Remedies For Teething Rashes
Keep a Bib On
Not letting drool dry on baby’s skin can help prevent a rash from forming. A teething rash is more likely to develop when saliva dries on their skin and irritates it. The best way to avoid a teething rash is to keep a bib on them and have a towel readily available for wiping.
Lanolin cream is made from the wax in a sheep’s wool; it provides barrier protection between your baby’s saliva and his skin. Lanolin is safe to use on nipples while breastfeeding, so there is no limit to its use on your baby’s face, neck and chest. Placing a barrier between your baby’s skin and their saliva is a great way to prevent baby teething rash.

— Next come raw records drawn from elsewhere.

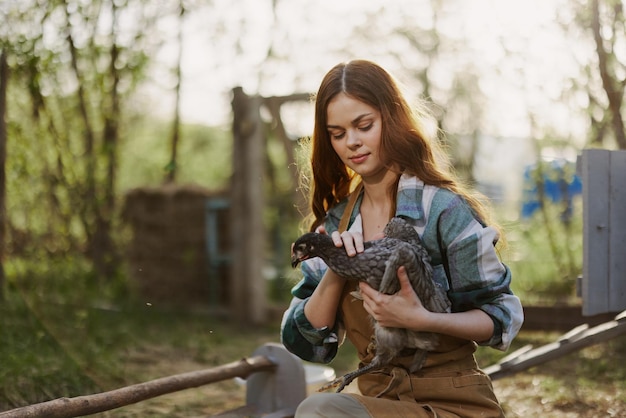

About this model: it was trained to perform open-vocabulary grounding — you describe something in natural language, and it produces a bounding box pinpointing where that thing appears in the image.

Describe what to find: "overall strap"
[337,182,363,233]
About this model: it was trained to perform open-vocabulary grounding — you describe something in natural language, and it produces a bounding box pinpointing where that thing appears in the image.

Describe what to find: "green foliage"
[118,115,232,193]
[502,196,583,305]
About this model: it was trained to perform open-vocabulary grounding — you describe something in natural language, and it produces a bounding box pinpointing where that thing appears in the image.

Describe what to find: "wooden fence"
[0,343,306,418]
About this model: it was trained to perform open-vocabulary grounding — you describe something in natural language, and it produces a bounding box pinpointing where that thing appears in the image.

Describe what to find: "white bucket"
[235,362,337,395]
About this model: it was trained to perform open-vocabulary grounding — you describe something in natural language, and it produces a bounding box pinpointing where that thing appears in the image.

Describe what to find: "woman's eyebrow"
[326,113,371,129]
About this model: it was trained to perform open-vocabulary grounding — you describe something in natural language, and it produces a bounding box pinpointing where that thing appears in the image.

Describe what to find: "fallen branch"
[0,356,277,418]
[488,311,626,378]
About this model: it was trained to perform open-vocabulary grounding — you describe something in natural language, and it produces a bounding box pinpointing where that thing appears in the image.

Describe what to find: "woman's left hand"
[359,267,430,331]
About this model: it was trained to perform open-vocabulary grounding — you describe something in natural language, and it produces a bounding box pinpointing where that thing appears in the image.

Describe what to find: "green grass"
[0,242,626,417]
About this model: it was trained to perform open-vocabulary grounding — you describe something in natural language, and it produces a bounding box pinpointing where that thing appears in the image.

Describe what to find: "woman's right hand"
[315,225,365,257]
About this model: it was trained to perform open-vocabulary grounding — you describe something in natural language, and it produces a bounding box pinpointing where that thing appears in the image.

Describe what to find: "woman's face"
[326,93,387,179]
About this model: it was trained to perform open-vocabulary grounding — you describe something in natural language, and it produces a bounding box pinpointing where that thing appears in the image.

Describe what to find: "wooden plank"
[581,149,610,315]
[483,312,626,380]
[608,151,626,311]
[0,356,277,418]
[230,87,267,324]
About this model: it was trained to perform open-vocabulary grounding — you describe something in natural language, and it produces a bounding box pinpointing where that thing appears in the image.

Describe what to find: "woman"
[281,61,523,417]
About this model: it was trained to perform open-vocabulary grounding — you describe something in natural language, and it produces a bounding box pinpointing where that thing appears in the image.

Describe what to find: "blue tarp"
[522,159,582,221]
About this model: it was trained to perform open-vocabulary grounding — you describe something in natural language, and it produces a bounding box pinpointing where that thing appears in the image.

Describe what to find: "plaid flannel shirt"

Waxelene is not only good for a teething rash, but it also helps with diaper rashes, dry skin, and too much sun. Considered a petroleum jelly alternative, it is made from beeswax and natural plant-based oils. It is one of those great products that you will initially buy for your baby but end up using for yourself and your entire family.
Angel Baby Bottom Balm
Another great product for a teething rash is marketed as an herbal diaper rash cream, but it is safe and effective when used on a teething rash and can help prevent infection. This balm uses a blend of shea butter and essential oils, combined with antifungal and antibacterial organic herbs. It works on teething rashes, scrapes, chicken pox, bug bites, and minor burns.

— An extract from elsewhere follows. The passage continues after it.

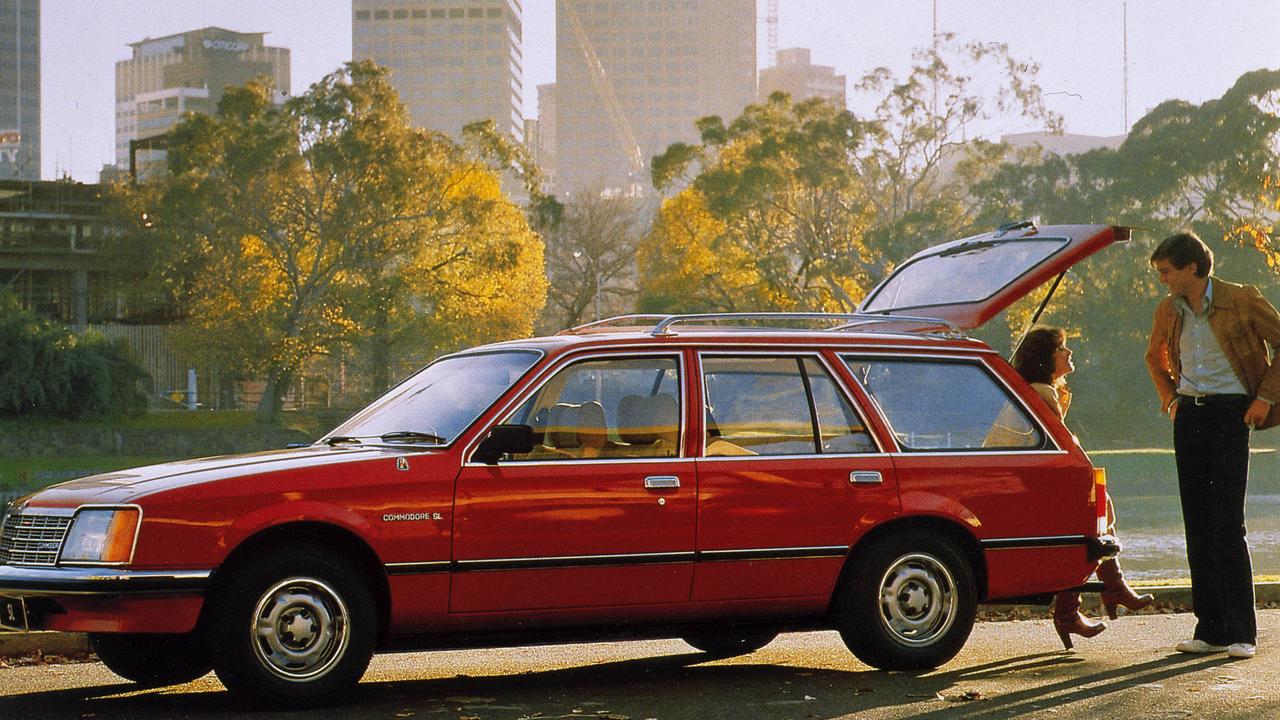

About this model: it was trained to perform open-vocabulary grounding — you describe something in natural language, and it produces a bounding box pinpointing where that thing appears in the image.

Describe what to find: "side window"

Helpful for any rash or skin condition, adding a couple of scoops of colloidal oatmeal to your baby’s bath will help soothe redness, itching, and inflammation. Tip: colloidal oatmeal is just old-fashioned rolled oats (not steel cut) that have been ground to a fine powder. You can make it at home in your blender or food processor to save money and skip the added ingredients found in many store-bought products.
Remember That Teething Rashes Are Temporary
While a teething rash is no fun for your baby, it is temporary and will clear up when the drooling subsides and based on how long teething will last per tooth for your toddler.
As long as you are diligent with quickly wiping up saliva and applying some sort of barrier protection, you should see improvement quickly.
If you have any doubt that the rash is something more serious, it is better to err on the side of caution and make an appointment with your pediatrician or dermatologist.